Я попыталась открыть глаза. Веки словно налились свинцом. Моргнув несколько раз, я наконец смогла разлепить ресницы. Зрение плыло, прежде чем мне удалось сфокусировалось на стене прямо перед собой. Грубый, темный камень. Штукатурка облупилась, обнажив неровную кладку.

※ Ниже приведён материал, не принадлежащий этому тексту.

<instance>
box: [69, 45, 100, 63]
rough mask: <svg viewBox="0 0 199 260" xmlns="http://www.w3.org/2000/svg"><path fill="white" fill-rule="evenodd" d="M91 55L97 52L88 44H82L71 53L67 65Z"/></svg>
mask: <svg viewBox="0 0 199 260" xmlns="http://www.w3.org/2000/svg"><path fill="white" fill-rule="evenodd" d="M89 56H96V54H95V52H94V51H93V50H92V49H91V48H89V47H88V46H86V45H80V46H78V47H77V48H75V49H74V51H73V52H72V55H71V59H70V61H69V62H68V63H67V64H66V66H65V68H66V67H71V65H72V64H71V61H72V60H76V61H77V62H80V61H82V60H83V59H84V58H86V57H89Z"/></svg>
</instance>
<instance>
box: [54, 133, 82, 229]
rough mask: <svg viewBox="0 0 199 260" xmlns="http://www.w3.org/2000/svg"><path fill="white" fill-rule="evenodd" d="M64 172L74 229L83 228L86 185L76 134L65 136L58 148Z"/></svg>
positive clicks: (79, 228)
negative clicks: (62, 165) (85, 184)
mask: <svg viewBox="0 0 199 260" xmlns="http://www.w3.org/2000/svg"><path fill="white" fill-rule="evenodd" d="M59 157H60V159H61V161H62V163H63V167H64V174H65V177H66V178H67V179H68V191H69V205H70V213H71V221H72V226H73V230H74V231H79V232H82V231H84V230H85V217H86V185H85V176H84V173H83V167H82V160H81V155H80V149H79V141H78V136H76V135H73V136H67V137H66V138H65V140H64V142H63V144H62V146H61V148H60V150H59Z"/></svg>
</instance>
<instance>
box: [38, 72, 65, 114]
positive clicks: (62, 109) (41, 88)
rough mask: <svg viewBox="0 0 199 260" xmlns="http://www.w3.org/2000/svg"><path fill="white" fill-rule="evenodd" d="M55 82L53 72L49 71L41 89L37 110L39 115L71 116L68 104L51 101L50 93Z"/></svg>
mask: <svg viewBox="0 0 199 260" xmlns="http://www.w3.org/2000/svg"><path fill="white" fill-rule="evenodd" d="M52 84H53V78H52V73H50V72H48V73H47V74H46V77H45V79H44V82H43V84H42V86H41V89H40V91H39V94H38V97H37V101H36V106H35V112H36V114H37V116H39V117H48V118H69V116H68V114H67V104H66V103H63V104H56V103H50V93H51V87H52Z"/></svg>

«Где я?» – попыталась спросить я, но из горла вырвался лишь хриплый стон. Этот звук испугал меня еще больше. Паника, острая и слепая, снова сжала мое горло. Я попыталась подняться, оттолкнуться от жесткой постели, но руки не слушались. Они были ватными, лишь слабо дернулись в ответ на приказ мозга. Ноги тоже были тяжелыми, как чугунные болванки.

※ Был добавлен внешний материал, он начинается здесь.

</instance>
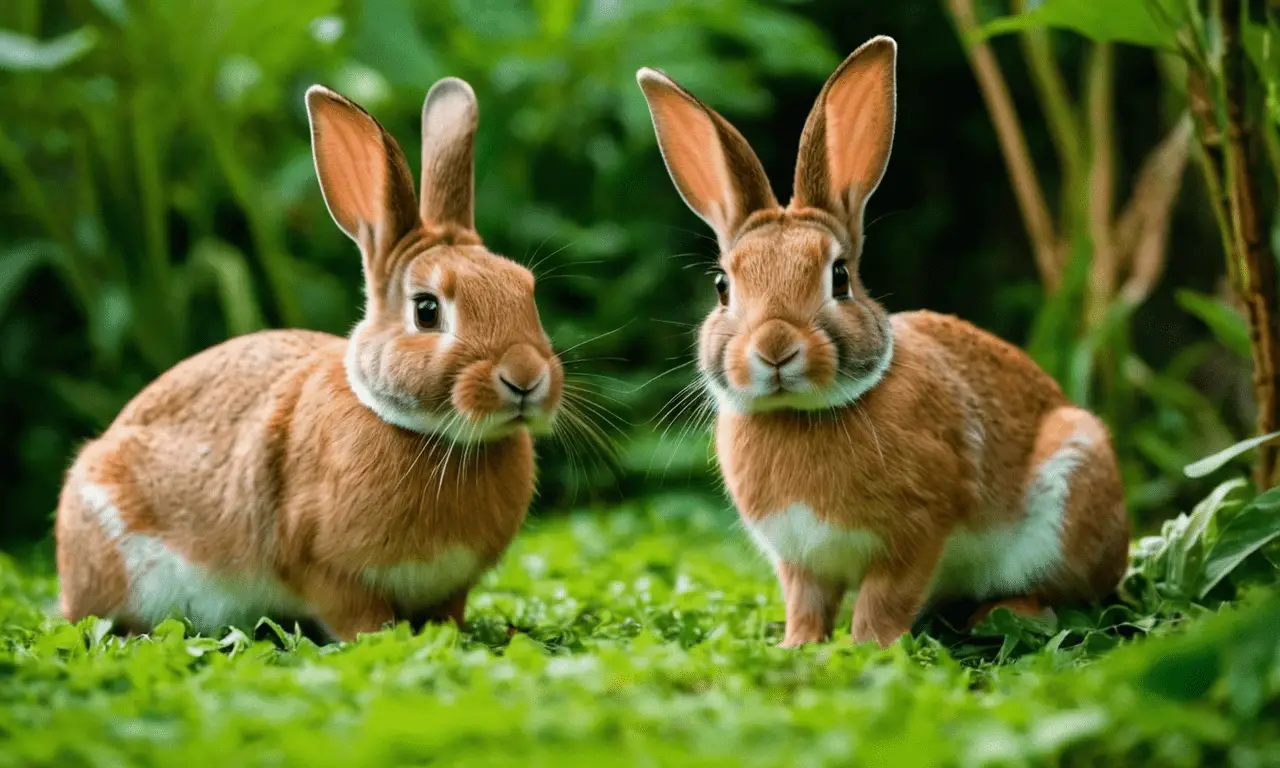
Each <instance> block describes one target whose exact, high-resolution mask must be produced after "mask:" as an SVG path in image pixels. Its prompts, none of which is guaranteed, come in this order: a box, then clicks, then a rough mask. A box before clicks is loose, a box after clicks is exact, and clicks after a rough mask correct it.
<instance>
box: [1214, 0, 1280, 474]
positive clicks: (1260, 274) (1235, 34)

Внезапно скрипнула дверь, и шепот на мгновение стих, отступив перед реальными звуками. В комнату вошли две женщины. Одна – постарше, с усталым, но добрым лицом, в простом темном одеянии, с чашкой в руках. Вторая – моложе, с острыми, чертами лица и плотно сжатыми губами. Она несла таз и тряпку.
— О, проснулась наша красавица, — с непередаваемой язвительностью произнесла молодая, с грохотом ставя таз на пол. — Ну что, Осиэки, нагулялась в своей стране грез? Пора и честь знать. Надо тебя привести в порядок, а то воняешь, как залежалая коровья туша.
Имя «Осиэки» прозвучало как плевок. Я инстинктивно поняла, что обращаются ко мне. И хоть слова звучали непривычно, я понимала их смысл. Как поняла, и что означает это имя — Осиэки. Бремя.
Меня зовут «Бремя»? Что за чуть! Меня зовут… Ох… Как же меня зовут?!
Пожилая женщина вздохнула.
— Оставь ее, Фудзико. Не ее вина, в каком она состоянии.
— Еще какая вина! — огрызнулась Фудзико. — Другие работают в поле до седьмого пота, а эта, благородная да убогая, лежит тут, как бревно, и за ней еще ухаживай, как за младенцем.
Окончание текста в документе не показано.